In the course of his submissions, counsel for the applicants referred to a passage from the Gospel according to St. Matthew (Chapter 16, verse 18) in which Christ says, in relation to Peter, "Upon this rock I will build my church". Counsel said that this passage tended to show that ministers of religion, as distinct from lay members of the Church, were in a special position and thus had an interest in maintaining the sanctity of the Scriptures beyond that of an ordinary member of the public. Counsel also said that, if the matter were fully heard, the only additional material upon which he would seek to rely would be further passages from the New Testament also showing the special position of ministers of religion. I do not consider that the question of whether ministers of religion are given a special place in the exposition of Christian doctrine and teaching is of assistance in resolving the mixed question of fact and law of whether they have standing to sue in a case such as this. If, within the teaching of any particular denomination of the Christian faith, they do have such a special position, it would not, in my opinion, overcome the legal problems which the authorities to which I have referred show the applicants to have. Many people in the community have a concern about the screening of a blasphemous film. But that concern, in whatever depth and however genuinely and sincerely it may be felt, does not permit such a person to resort to the Court.

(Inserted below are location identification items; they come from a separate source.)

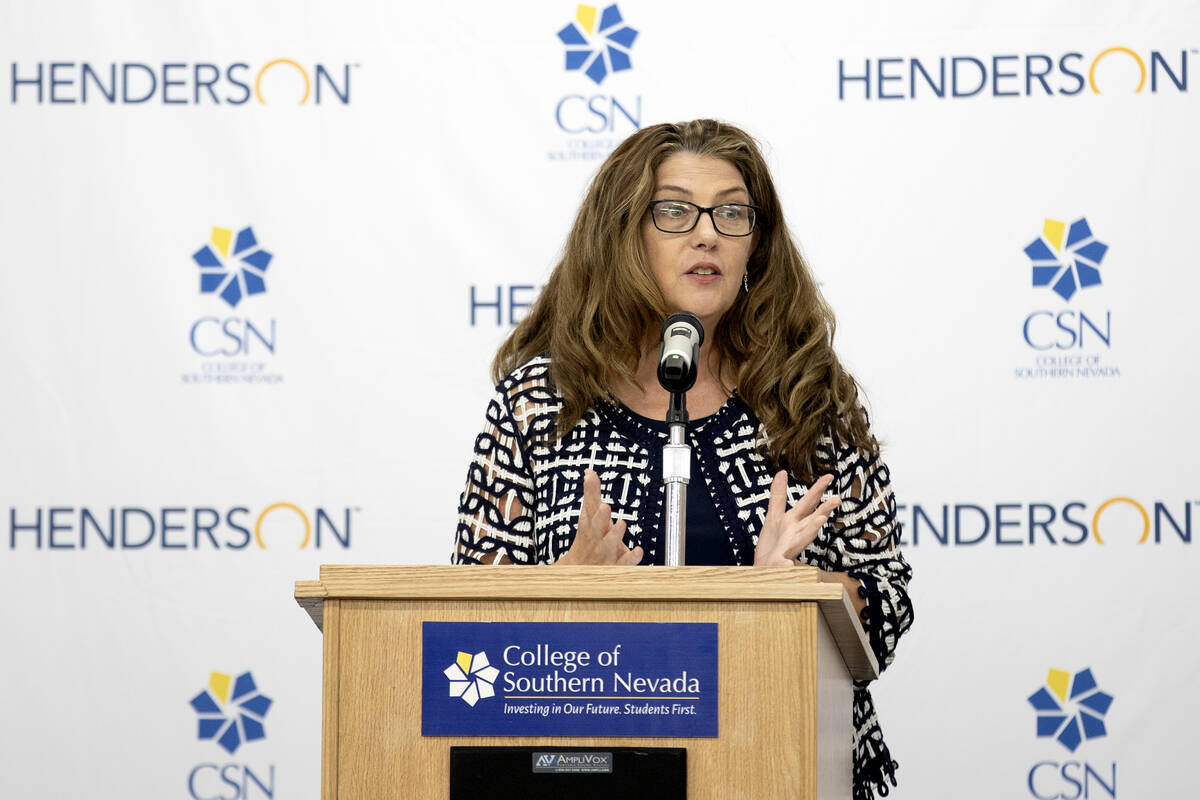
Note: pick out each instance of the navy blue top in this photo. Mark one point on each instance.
(706, 542)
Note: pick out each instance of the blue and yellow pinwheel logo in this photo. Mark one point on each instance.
(1071, 708)
(237, 274)
(598, 49)
(472, 677)
(1066, 265)
(231, 710)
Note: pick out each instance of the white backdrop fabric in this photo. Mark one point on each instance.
(174, 461)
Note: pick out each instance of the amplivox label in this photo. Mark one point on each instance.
(569, 679)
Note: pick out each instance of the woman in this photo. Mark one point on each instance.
(785, 470)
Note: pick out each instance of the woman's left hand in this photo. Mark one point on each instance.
(787, 531)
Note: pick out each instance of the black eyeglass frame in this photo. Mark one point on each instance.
(701, 211)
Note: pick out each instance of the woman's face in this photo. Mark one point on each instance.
(700, 270)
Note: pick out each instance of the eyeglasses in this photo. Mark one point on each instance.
(679, 217)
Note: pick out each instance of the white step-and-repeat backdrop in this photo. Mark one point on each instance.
(256, 258)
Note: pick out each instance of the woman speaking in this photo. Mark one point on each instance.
(785, 469)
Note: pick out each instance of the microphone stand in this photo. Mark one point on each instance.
(678, 359)
(676, 474)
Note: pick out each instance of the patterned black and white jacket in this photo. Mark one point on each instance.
(523, 492)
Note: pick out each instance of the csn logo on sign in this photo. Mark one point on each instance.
(1071, 335)
(234, 346)
(1072, 710)
(231, 713)
(598, 49)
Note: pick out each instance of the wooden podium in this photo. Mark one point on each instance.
(789, 648)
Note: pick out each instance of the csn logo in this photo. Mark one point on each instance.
(472, 678)
(598, 46)
(1071, 709)
(233, 269)
(231, 713)
(1071, 341)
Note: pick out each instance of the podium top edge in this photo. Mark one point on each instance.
(546, 582)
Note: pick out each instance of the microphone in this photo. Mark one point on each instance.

The policy of the legislation, as disclosed in the regulations, is to entrust the question of censorship of films to the first and second respondents. No provision is made for any appeal or objection by members of the public. If a member of the public feels injured by what he or she sees as a breach of the law administered by the respondents, his only remedy is a relator action by the Attorney-General for which he needs the Attorney-General's fiat.
I would have preferred to deal with the question of standing, not pursuant to an application based on Order 20, rule 2, but as a separate question determined as a matter of substance rather than in a summary way; cf. Yango Pastoral Co. Pty Limited v. First Chicago Australia Limited (1978) 139 CLR 410 at pp 419-420 and TVW Enterprises Limited v. Duffy (1985) 62 ALR 63 at p 68. But, if this course had been taken, I am satisfied that the result would have been the same. No additional evidence which might have been led by either party would have changed the essential facts. In those circumstances, the most economical course, from the point of view of expense to the parties and the time of the Court, is to bring the proceedings to an end now.
I order that the application be dismissed. The applicants are to pay the respondents' costs of the notice of motion and of the application itself.